On March 23, 2017, GAO testified before the Senate Subcommittee on Aviation Operations, Safety, and Security, Committee on Commerce, Science, and Transportation concerning the FAA and industry’s estimates for airport development. The administration's call to boost spending on public infrastructure has renewed attention on the importance of maintaining and improving airport infrastructure.
Background. There are roughly 3,300 airports eligible for AIP grants based on their designation by FAA as part of the national airport system. To fund development, in addition to AIP grants, airports rely on locally generated revenues and federally authorized Passenger Facility Charges (PFCs), which are added to the price of an airline ticket and have been capped at $4.50 per flight segment.
Summary.
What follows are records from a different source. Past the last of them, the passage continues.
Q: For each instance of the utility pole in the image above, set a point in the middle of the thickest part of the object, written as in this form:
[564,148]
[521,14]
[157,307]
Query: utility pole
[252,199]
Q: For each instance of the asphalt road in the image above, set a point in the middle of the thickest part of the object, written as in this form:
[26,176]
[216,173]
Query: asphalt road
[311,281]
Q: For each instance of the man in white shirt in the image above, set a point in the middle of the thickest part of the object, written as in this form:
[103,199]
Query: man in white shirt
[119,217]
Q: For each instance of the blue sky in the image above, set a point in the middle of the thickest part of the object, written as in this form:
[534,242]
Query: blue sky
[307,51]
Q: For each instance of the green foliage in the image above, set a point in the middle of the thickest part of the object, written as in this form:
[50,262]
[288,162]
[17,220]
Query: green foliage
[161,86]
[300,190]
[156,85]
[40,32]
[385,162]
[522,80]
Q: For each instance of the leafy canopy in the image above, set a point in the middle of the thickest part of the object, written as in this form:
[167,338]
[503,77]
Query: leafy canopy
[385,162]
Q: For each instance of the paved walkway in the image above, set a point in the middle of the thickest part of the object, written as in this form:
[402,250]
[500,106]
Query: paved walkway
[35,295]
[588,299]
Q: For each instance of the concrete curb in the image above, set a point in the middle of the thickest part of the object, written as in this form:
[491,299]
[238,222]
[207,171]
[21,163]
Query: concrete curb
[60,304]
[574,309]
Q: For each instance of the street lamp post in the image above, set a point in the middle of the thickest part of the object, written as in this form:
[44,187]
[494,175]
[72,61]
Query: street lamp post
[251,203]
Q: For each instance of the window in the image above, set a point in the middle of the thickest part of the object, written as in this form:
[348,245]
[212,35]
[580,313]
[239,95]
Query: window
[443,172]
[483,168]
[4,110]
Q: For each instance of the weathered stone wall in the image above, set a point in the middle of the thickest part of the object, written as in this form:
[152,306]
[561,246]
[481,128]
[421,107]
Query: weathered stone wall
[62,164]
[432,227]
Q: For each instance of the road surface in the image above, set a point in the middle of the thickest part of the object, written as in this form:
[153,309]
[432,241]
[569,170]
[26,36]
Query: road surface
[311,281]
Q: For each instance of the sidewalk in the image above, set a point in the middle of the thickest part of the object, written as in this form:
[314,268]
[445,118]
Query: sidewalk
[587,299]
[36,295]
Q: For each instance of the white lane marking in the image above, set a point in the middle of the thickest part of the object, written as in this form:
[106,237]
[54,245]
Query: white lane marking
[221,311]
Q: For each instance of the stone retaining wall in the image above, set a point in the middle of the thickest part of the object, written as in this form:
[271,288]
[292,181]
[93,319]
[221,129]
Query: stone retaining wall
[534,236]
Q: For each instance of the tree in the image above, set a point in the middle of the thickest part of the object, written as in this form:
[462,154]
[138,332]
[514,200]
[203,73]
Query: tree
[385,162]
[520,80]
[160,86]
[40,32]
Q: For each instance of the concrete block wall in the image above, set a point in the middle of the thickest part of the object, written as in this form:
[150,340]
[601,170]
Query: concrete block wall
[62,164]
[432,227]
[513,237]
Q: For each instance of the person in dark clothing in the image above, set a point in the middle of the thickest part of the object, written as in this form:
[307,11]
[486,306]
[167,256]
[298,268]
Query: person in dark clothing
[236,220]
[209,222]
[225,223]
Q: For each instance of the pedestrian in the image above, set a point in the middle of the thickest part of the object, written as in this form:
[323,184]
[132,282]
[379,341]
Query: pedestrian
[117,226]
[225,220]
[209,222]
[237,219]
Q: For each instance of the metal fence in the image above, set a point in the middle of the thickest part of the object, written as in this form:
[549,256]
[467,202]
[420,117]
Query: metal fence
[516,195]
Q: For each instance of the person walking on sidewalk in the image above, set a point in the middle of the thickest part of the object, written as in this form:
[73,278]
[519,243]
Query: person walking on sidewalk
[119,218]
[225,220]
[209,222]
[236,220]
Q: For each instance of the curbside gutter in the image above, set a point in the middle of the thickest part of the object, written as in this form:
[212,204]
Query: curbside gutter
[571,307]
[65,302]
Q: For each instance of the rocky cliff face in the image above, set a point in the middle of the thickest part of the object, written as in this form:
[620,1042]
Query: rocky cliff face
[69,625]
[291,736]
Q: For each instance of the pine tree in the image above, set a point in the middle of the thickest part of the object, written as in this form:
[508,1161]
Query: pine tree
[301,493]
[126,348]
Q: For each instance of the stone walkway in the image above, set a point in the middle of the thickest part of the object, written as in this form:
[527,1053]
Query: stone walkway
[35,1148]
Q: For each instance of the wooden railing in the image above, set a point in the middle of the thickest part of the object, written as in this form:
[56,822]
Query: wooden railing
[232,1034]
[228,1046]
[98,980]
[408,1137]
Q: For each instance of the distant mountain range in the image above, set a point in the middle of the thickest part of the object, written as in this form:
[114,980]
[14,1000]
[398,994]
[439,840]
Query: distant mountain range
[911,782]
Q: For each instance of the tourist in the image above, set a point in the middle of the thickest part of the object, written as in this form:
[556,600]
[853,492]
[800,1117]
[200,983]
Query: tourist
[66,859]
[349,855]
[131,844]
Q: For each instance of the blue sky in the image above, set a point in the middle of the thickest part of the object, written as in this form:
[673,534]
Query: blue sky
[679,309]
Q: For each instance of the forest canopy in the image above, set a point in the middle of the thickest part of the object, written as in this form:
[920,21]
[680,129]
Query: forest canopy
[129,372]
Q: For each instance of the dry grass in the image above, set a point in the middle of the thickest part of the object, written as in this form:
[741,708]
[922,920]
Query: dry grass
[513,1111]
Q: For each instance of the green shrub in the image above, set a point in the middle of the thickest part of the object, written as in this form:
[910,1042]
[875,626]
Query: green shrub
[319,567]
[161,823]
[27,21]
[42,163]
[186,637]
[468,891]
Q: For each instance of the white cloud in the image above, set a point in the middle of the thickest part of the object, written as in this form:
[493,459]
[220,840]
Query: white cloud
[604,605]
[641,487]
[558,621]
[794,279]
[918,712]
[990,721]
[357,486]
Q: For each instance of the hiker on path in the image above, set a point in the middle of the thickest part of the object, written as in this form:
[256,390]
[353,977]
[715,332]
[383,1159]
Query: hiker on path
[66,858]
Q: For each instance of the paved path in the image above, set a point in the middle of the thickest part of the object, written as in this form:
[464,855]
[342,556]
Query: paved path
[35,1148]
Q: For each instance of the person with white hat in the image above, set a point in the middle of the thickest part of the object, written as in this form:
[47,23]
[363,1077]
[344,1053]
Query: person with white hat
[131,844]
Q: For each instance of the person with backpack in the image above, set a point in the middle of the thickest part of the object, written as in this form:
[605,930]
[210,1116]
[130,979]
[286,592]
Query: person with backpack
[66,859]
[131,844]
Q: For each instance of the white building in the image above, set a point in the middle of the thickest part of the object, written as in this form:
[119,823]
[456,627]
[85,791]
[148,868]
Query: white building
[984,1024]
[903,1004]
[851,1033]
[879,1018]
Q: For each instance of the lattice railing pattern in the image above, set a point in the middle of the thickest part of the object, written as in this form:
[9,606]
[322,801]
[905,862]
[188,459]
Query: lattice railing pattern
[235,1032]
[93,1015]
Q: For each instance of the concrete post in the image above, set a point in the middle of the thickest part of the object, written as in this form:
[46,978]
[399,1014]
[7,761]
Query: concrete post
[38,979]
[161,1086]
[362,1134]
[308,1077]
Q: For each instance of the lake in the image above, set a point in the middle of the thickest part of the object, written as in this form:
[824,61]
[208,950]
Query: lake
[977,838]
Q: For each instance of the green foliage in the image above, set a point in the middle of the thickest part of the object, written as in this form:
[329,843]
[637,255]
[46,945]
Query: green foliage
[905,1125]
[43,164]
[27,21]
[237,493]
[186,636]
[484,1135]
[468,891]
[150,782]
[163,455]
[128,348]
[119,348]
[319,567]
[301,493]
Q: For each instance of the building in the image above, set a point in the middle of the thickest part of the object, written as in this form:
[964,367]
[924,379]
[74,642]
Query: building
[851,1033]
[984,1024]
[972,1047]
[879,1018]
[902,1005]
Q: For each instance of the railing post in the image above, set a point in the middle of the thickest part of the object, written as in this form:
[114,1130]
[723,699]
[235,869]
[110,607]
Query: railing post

GAO’s testimony discussed: (1) the differences between estimates of airports’ planned development costs, (2) the federal funding and other airport funding and revenues that may be available to defray development costs, and (3) the implications of increasing the cap on PFCs, among other objectives.
GAO had previously testified on data from March 1998 through April 2015.
Findings. The FAA estimates that costs for planned capital development at airports over the next five years is about $32.5 billion, compared to the Airports Council International-North America’s (ACI-NA) estimate of almost $100 billion, both for the period 2017-2021. The difference between these two estimates is mostly attributed to the types of projects included in the estimates. FAA’s estimate is limited to projects that are eligible for AIP grants that do not already have funding arranged, whereas ACI-NA’s estimates include all projects regardless of AIP eligibility or whether funding is arranged. Since 2015, FAA’s estimate has decreased by $1 billion whereas ACI-NA’s has increased by $24.4 billion.